With Dry January now thankfully in the dim and distant past and my weight, for now, where I want it, I’m feeling free to resume my usual drinking routine.
For the most part this consists of four nights – Monday to Thursday – of abstinence and two nights – Friday and Saturday – where I’m likely to have a double gin & tonic and a couple of large glasses of red wine.
I used to have a bit of wine with my Sunday dinner but I’m trying to give that up but do allow myself a glass of G & T if I’m in the mood. Occasionally I’ll have a few drinks if I’m seeing a friend in the week though this is no more than once every few weeks.
The whole regime goes to pot though when I’m on holiday which usually involves having a drink every day sometimes starting at lunchtime. All in all that probably adds another 40 odd days of weekday drinking to the count.

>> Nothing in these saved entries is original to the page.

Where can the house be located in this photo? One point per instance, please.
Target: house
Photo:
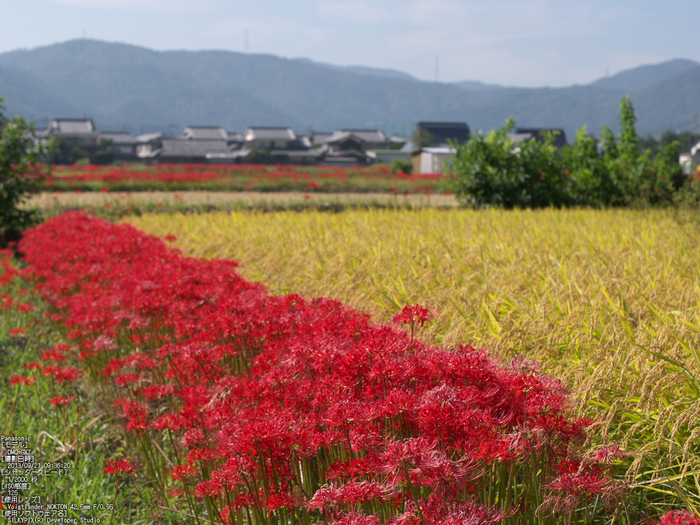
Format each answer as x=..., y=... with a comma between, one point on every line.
x=522, y=134
x=269, y=138
x=122, y=143
x=204, y=133
x=362, y=139
x=147, y=144
x=437, y=134
x=189, y=151
x=432, y=159
x=351, y=147
x=80, y=133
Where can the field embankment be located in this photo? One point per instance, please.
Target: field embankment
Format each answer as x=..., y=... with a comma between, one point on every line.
x=605, y=300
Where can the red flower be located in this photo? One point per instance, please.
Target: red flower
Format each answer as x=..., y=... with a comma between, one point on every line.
x=120, y=466
x=61, y=401
x=22, y=380
x=680, y=517
x=412, y=314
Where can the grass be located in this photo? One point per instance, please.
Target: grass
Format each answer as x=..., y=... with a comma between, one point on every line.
x=72, y=443
x=240, y=177
x=605, y=300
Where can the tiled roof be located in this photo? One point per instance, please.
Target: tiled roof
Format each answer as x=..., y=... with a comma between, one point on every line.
x=204, y=133
x=320, y=138
x=269, y=134
x=442, y=132
x=372, y=136
x=149, y=137
x=191, y=148
x=72, y=126
x=118, y=137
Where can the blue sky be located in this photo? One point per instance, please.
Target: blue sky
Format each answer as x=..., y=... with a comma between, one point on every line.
x=511, y=42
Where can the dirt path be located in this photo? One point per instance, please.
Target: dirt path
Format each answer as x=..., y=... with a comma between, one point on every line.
x=45, y=200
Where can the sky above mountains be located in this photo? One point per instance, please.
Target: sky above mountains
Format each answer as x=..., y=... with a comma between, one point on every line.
x=525, y=43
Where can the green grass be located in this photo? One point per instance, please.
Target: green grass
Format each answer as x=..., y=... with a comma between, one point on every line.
x=81, y=437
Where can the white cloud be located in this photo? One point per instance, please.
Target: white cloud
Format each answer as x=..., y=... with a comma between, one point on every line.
x=354, y=11
x=143, y=5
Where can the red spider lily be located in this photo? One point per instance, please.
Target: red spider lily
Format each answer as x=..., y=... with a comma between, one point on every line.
x=22, y=380
x=413, y=314
x=62, y=375
x=120, y=466
x=268, y=398
x=680, y=517
x=61, y=401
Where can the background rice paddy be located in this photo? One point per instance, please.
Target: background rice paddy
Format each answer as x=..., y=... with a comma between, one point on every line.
x=599, y=298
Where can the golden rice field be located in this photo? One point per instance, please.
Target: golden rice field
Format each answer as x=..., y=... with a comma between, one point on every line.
x=609, y=301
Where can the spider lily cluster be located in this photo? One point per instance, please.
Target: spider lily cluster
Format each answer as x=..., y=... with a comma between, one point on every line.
x=267, y=409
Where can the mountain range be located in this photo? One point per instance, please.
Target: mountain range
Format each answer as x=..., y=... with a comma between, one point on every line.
x=122, y=86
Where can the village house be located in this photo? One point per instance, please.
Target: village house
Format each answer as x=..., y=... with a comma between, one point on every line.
x=122, y=143
x=188, y=151
x=431, y=145
x=80, y=133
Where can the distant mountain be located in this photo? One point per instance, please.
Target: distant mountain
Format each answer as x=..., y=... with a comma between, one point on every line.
x=125, y=86
x=363, y=70
x=645, y=76
x=473, y=85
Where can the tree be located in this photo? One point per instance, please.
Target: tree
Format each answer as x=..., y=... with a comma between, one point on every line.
x=422, y=138
x=20, y=175
x=64, y=153
x=105, y=155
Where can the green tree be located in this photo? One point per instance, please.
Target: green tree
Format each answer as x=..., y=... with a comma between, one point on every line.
x=64, y=153
x=20, y=175
x=422, y=138
x=401, y=166
x=105, y=155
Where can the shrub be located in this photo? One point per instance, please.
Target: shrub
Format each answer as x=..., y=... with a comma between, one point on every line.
x=401, y=166
x=491, y=170
x=19, y=176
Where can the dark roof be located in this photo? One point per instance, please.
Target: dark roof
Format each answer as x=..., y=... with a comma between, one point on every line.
x=118, y=137
x=443, y=132
x=149, y=137
x=536, y=133
x=72, y=125
x=191, y=148
x=204, y=133
x=372, y=136
x=320, y=138
x=261, y=133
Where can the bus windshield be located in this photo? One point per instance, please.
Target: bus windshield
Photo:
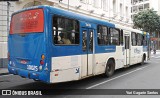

I’m pretty relaxed about what I drink though with my relatively recent conversion to gin and tonic it is on a slight upward curve. Now I’ll drink spirits and wine on an evening when it used to be just the wine.
When Mrs Jones retires I look forward to spending a month or more on the south of France in the LoveBus campervan which might involve a little bit more discipline with my holiday drinking.
National health disaster
I’m thinking about all this because an article in the Daily Telegraph yesterday caught my eye: ‘Middle-aged drinkers fuel national health disaster’.
I liked it first of all because it described 55 to 64 year-olds as “middle-aged” but then it went on to describe my generation as the “booziest … contributing to a 60 percent rise in alcohol-related hospital admissions in a decade.”
Offical figures show that I’m in the age group where men and women are most likely to drink more than 14 units of alcohol a week, the maximum amount recommended by the NHS.
Four in ten men and one in five women this age exceed this intake, the statistics show. Experts say middle-aged drinking is a hidden problem often driven by stress, financial woes and “big life events”. This has led to a record 1.3 million alcohol-related hospital admissions – a near doubling in a decade – which amounts to a “national health disaster”.
Interestingly younger Britons, aged 25 to 34, are far more abstemious, something certainly borne out by more own children, with them only half likely to exceed Government alcohol recommendations.
These are a sobering statistics indeed and represent a disturbing trend. It’s sad that stress should remain such big part of life as people leave work behind and head towards what we all hope will be the relatively relaxed years of retirement.
We also have a glass of red pretty much every night we are away in Europe in our Blue Campervan. We are on holiday after all – although our holidays can be as much as almost half the year!